Background: Breakdown of the blood-brain barrier (BBB) is an essential part of the pathogenesis of multiple sclerosis (MS). BBB function can be impaired by free radicals in vitro, and free radicals are highly elevated in patients with acute exacerbations of MS. Menadione can cross the lipid bilayer and is therefore considered as an intracellular oxyradical producing agent. We have shown previously that low-dose interferon-β (IFN-b) attenuates the permeability of a monolayer of brain endothelioma cells in vitro.

Objective: We examined, whether exposure of a monolayer of brain endothelioma cells to menadione inhibits the attenuation of paracellular permeability after incubation of these cells with IFN-b.

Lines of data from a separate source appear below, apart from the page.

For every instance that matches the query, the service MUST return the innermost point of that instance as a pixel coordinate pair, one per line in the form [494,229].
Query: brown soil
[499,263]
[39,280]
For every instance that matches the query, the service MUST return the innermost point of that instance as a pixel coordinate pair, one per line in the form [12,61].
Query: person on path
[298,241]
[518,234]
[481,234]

Methods: The immortalized endothelioma cell line bEnd5 from mouse brain capillaries was grown to confluence for ten days on semipermeable filters precoated with rat tail collagen. From the tenth day on, endothelioma cells were treated with 100 and 1000 IU/ml IFN-b for another ten days. After a total of twenty days, culture media was replaced with Ringer-HEPES solution, and we determined the paracellular permeability of radioactive [14C]-sucrose and [3H]-inulin across the endothelioma monolayers after exposure to 300µM menadione during the assay period. Permeability was compared to controls that had not been treated with IFN-b.

Results: After exposure to 300µM menadione of the bEnd5 cells that had been treated with 100 IU/ml IFN-b for ten days, the paracellular permeability of the treated monolayers was not attenuated as compared to untreated controls. Treatment with 1000 IU/ml IFN-b even increased paracellular permeability as compared to controls.

Conclusion: The results show that exposure of a monolayer of brain endothelioma cells to menadione, which produces intracellular free radicals, inhibits the attenuation of the permeability of these cells achieved at a low IFN-b concentration in vitro. It remains to be established, whether the production of intracellular free radicals during acute exacerbations of MS reduces the beneficial effects of IFN-b therapy in vivo.